# Monogram Master III or Monogram Wizard Plus



## Needles & Ink (Mar 20, 2008)

Anyone have any feedback on which program is better, has more fonts, most user friendly?

Let me know?


----------



## SandyM114 (Nov 10, 2008)

I've used Monogram Wizard Plus for a couple of years, maybe more....I'm not familiar with the other you mentioned. The only time I use the Mono Wizard is to stitch 3 letter monograms If I'm doing full names, I use my regular software.Sandy


----------



## LUV DEM TIGERS (Jul 25, 2008)

I use Monogram Wizard Plus also. They do have a "Party Time" font that is like Curlz truetype font but it is a lot bolder.


----------



## SandyM114 (Nov 10, 2008)

LUV DEM TIGERS said:


> I use Monogram Wizard Plus also. They do have a "Party Time" font that is like Curlz truetype font but it is a lot bolder.


I'm not familiar with the Party Time font, I'll go check it out. Is this a font pack you can order in addition to what comes with Mono. Wiz?Sandy


----------



## LUV DEM TIGERS (Jul 25, 2008)

Yes, it is Alpha Pack 1 You can find it on this site.
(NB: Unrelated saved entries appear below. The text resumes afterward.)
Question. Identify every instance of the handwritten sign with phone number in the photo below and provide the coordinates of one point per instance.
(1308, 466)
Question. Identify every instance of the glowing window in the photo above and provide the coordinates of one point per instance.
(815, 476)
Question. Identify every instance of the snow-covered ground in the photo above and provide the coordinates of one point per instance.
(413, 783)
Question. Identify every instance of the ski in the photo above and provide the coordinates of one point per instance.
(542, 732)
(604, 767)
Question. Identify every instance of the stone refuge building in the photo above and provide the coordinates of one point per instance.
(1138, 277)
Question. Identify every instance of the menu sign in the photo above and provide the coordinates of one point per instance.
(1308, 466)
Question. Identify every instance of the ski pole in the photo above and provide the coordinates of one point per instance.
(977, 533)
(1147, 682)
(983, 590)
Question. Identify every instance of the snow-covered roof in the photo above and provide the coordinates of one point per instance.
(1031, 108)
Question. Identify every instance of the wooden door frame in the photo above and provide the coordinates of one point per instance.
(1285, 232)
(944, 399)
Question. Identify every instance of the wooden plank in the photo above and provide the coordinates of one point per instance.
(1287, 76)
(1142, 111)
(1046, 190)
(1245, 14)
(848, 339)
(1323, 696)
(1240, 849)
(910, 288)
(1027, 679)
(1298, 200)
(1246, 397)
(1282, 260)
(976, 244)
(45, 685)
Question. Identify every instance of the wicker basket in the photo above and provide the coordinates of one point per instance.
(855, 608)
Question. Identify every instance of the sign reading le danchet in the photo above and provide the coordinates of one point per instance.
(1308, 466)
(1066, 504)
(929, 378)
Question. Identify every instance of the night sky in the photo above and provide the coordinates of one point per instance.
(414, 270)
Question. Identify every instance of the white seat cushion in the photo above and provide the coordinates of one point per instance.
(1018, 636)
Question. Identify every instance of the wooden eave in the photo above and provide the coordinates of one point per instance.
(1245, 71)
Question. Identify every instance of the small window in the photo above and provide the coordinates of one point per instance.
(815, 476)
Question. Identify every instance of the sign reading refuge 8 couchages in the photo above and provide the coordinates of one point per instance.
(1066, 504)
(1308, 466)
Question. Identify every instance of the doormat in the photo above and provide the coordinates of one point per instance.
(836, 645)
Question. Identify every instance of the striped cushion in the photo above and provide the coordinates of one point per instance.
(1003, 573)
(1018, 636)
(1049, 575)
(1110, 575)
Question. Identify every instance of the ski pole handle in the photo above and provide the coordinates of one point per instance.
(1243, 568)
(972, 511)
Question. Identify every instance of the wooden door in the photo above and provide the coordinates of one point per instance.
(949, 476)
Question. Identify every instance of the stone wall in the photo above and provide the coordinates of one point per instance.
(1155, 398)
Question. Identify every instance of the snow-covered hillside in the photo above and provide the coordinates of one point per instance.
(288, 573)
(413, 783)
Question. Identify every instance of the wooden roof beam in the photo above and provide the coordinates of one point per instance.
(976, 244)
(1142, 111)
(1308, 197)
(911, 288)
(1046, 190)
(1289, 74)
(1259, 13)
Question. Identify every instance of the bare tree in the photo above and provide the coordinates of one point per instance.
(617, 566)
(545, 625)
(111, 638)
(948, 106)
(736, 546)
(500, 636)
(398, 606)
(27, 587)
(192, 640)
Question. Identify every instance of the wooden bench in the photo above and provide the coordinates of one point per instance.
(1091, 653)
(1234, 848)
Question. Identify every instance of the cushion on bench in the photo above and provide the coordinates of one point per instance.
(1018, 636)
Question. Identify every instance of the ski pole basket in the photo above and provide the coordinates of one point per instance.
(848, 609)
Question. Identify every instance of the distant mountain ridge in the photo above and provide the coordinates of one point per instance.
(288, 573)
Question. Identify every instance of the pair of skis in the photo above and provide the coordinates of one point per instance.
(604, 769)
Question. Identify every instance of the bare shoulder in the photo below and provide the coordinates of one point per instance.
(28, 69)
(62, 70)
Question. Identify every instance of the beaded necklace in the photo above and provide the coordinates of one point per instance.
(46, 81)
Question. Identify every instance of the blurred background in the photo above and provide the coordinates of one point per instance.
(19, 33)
Alpha Paks for Monogram Wizard and Monogram Wizard Plus : Monogram Wizard & Monogram Wizard Plus Monogram Software

If you order it, they ship it the same day or next day. It is a CD and you have to load it and then when you open your program it will ask for the serial number that came with your disk. Also another that I use a lot is the Master Circle which is in Alpha Pack 14

Cotillion in Alpha Pack 17 is like a fishtail font.


----------



## Unhappy Purchase (Jan 30, 2009)

I have had some issues with letters in this software (new release Natural Oval & Natural Diamond) - I contacted software creator Needleheads. They provided no support and blamed everything on my machine. I could not get them to understand some letters work in certain positions. For instance, the M on the right hand side does not stitch out correctly but it does when in left and middle positions. Now I see why there is No satisfaction or warranty on their product. Most digitizers attempt to remedy issues Needleheads does not. I recommend Apex or Eagle or any other digitizer who stands behind their product and does not blame issues on a machine that stitches out other letters and software perfectly fine. Waste of Money.


----------